Par Anne-Marie Boucher, co-coordonnatrice du RRASMQ et porte-parole du Mouvement Jeunes et santé mentale
Fondé en 2016 et issu d’une large consultation citoyenne, le Mouvement Jeunes et santé mentale vise à lutter contre la médicalisation des problèmes psychosociaux vécus par les jeunes québécois et québécoises, y compris les difficultés scolaires. Interpellé pour participer à la Journée du Refus de l’Échec Scolaire, nous y joignons notre voix avec intérêt, parce que l’enjeu de l’échec scolaire rejoint de très près ceux liés à la santé mentale des jeunes concernés.
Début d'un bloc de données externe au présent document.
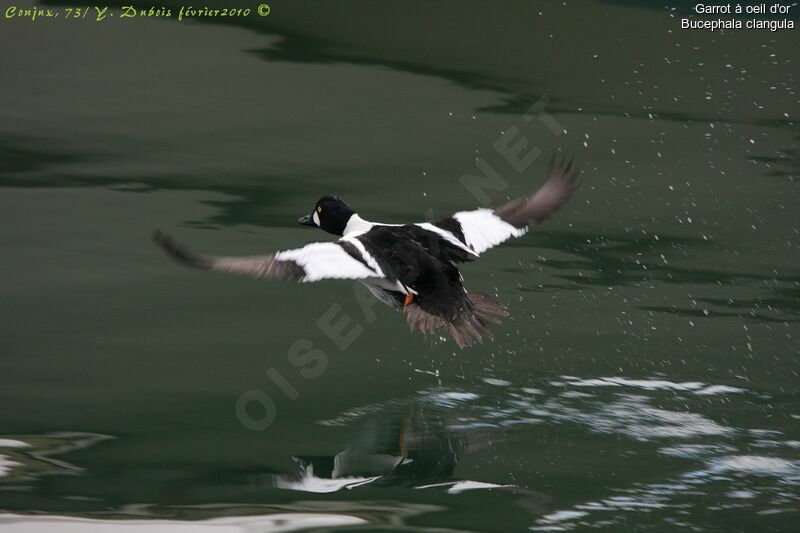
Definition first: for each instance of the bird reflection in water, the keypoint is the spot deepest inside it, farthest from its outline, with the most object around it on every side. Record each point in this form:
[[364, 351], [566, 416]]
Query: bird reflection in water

Avant d’aller plus loin, il faut définir la médicalisation : soit la tendance à traiter de manière médicale, en diagnostiquant par exemple, un enjeu qui ne l’est pas à priori. La médicalisation a comme effet de faire porter sur les épaules des individus des situations qui relèvent davantage des dynamiques institutionnelles ou sociales, et camoufle ces inégalités de traitement. Elle débouche sur du surdiagnostic et une médicamentation souvent inadaptée.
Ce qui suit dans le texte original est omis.